Assistant-UI Cloud lets you keep conversation context across refreshes and sessions. With useCloudChat, you can:

  • Persist threads by default (Cloud will assign IDs)
  • Pass a threadId to resume a specific conversation
  • Use user identifiers to tie conversations to accounts

Example: resuming a thread via URL param:

// hooks/useChatWithCloud.ts
import { useSearchParams } from 'next/navigation'
import { useCloudChat } from '@assistant-ui/cloud-ai-sdk'
import { cloudClient } from '@/lib/assistantUiCloud'

export function useChatWithCloud() {
  const searchParams = useSearchParams()
  const threadId = searchParams.get('thread')

  const chat = useCloudChat({
    client: cloudClient,
    api: { chatUrl: '/api/chat' },
    threadId: threadId ?? undefined,
  })

  return chat
}

Now, /chat?thread=abc123 would load an existing conversation, with state managed by Assistant-UI Cloud and responses streamed via Vercel AI SDK.


8. Handling tools and advanced agent behavior

As you evolve your agent logic, you can:

  • Use Vercel AI SDK’s tools / function-calling features.
  • Or move more logic into LangChain or LangGraph while still using Assistant-UI for chat UX.
  • Leverage @assistant-ui/cloud-ai-sdk to route tool calls, track metrics, or store richer state.
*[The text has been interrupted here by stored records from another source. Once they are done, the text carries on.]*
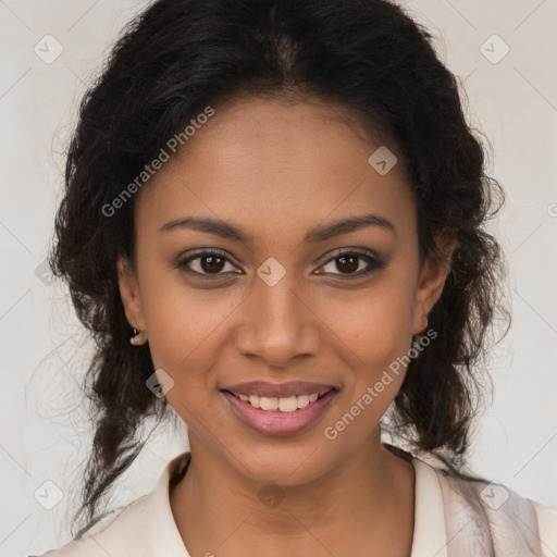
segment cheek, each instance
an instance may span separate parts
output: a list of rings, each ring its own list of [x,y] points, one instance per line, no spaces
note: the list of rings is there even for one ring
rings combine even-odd
[[[364,366],[368,373],[381,374],[410,347],[413,287],[404,276],[405,273],[385,274],[373,288],[359,293],[350,311],[345,307],[341,321],[343,339],[347,339],[359,366]]]

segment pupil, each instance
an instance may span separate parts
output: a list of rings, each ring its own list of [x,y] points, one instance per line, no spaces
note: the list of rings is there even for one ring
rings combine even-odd
[[[220,265],[216,264],[216,267],[215,267],[214,265],[214,261],[219,260],[219,259],[221,260],[221,263],[220,263]],[[201,268],[202,268],[202,270],[205,272],[211,272],[211,271],[219,272],[223,268],[223,261],[222,260],[224,260],[224,258],[221,257],[221,256],[206,256],[206,257],[202,257],[201,258]],[[203,264],[205,261],[209,261],[210,262],[209,265]]]
[[[351,263],[345,264],[346,260],[350,260]],[[354,272],[358,269],[358,256],[342,256],[338,258],[338,261],[342,262],[341,267],[337,264],[339,271],[343,271],[342,267],[347,267],[347,272]]]

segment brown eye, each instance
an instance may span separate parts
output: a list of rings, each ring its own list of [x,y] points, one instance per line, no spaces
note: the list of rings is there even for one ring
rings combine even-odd
[[[385,262],[380,261],[379,259],[375,259],[374,257],[371,257],[368,253],[362,253],[360,251],[343,251],[341,253],[337,253],[334,258],[330,259],[320,269],[326,269],[327,267],[339,271],[338,273],[329,271],[331,274],[341,276],[345,275],[346,278],[356,278],[364,274],[371,273],[372,271],[375,271],[377,269],[383,269],[385,267]],[[362,267],[363,271],[361,271]],[[358,270],[360,270],[360,272],[356,273],[356,271]],[[320,272],[318,274],[326,274],[326,272],[327,271]]]
[[[178,267],[193,274],[220,276],[225,274],[222,273],[222,271],[225,269],[226,263],[228,263],[232,269],[235,269],[223,253],[216,251],[201,251],[181,260]]]

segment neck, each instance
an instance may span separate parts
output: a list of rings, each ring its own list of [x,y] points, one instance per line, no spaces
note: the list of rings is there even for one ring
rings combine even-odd
[[[381,445],[379,430],[341,466],[299,485],[253,482],[193,441],[170,494],[191,555],[410,554],[413,467]]]

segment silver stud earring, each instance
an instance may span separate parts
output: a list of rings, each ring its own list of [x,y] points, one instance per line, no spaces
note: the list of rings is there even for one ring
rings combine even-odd
[[[147,335],[144,335],[145,331],[139,331],[138,329],[133,329],[132,338],[129,338],[129,343],[134,346],[141,346],[147,342]]]

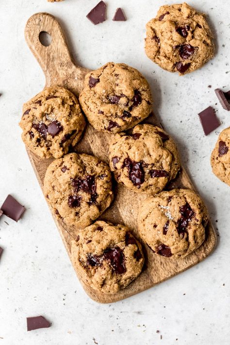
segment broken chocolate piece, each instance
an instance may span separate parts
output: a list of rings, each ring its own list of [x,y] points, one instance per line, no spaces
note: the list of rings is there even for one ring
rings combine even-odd
[[[208,135],[220,126],[219,120],[212,107],[208,107],[198,115],[205,135]]]
[[[94,78],[93,77],[89,77],[89,86],[90,87],[94,87],[95,85],[98,83],[98,82],[99,82],[100,81],[100,80],[99,78]],[[99,113],[99,114],[101,114]]]
[[[53,137],[58,134],[61,131],[63,131],[63,127],[58,121],[53,121],[48,126],[48,132]]]
[[[229,148],[226,146],[226,143],[224,141],[220,140],[219,142],[219,148],[218,151],[219,152],[219,157],[221,157],[224,156],[224,155],[226,154],[229,150]]]
[[[87,14],[86,17],[90,21],[96,25],[105,20],[105,10],[106,5],[103,1],[100,1]]]
[[[172,256],[172,252],[170,247],[165,246],[164,244],[159,245],[156,248],[156,250],[157,254],[162,255],[162,256],[165,256],[167,258]]]
[[[220,89],[216,89],[215,94],[218,97],[220,104],[225,110],[230,111],[230,91],[224,92]]]
[[[8,196],[1,207],[3,214],[16,222],[20,219],[25,209],[24,206],[10,195]]]
[[[180,72],[180,73],[183,74],[189,68],[191,64],[185,64],[183,65],[182,62],[181,61],[180,62],[177,62],[175,64],[175,66],[177,70]]]
[[[168,11],[167,11],[166,12],[165,12],[164,14],[160,16],[159,17],[158,20],[160,20],[160,21],[161,21],[162,20],[162,19],[164,19],[164,16],[166,16],[166,15],[169,15],[169,12],[168,12]]]
[[[125,21],[126,20],[126,18],[120,7],[116,9],[113,20],[115,21]]]
[[[51,324],[44,316],[27,317],[27,330],[50,327]]]

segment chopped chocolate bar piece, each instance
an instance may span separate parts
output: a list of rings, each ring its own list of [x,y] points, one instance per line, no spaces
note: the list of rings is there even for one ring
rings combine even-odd
[[[12,196],[8,195],[4,201],[1,209],[4,214],[17,222],[26,209],[17,202]]]
[[[220,122],[212,107],[208,107],[198,114],[205,135],[208,135],[220,125]]]
[[[126,20],[126,18],[120,7],[116,9],[113,20],[115,21],[125,21]]]
[[[224,109],[230,111],[230,91],[224,92],[220,89],[216,89],[215,92]]]
[[[103,1],[100,1],[87,14],[86,17],[93,24],[96,25],[105,20],[106,5]]]
[[[51,324],[43,316],[27,317],[27,330],[38,329],[39,328],[50,327]]]

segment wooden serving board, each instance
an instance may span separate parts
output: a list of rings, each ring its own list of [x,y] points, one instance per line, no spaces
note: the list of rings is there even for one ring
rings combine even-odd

Key point: you don’t need to rewrite the UI when you change your agent implementation. Assistant-UI stays the same; only your /api/chat logic and cloud configuration evolve.


9. Production tips

To make this integration production-ready:

  • Secure keys: keep OpenAI / Anthropic keys server-side; only expose what’s necessary to the browser.
  • Error handling: wrap your Vercel AI SDK route with try/catch and return structured error messages.
  • Rate limiting: add middleware or edge protection if you expect heavy usage.
  • Analytics and observability: integrate with LangSmith or other tools alongside Assistant-UI Cloud to inspect traces and improve agent behavior.

Summary

To integrate Assistant-UI with Vercel AI SDK using @assistant-ui/cloud-ai-sdk and useCloudChat:

  1. Install assistant-ui, @assistant-ui/cloud-ai-sdk, and ai.
  2. Create an API route that uses Vercel AI SDK (ai) to talk to your LLM.
  3. Configure a cloud client with your Assistant-UI Cloud credentials.
  4. Use useCloudChat to connect the cloud client to your Vercel AI route.
  5. Render the <Chat /> component from assistant-ui in your React UI.
  6. Customize styling and conversation behavior as needed.

This pattern gives you a high-performance, production-ready chat experience with minimal custom code, so you can focus on agent logic rather than rebuilding the chat UX from scratch.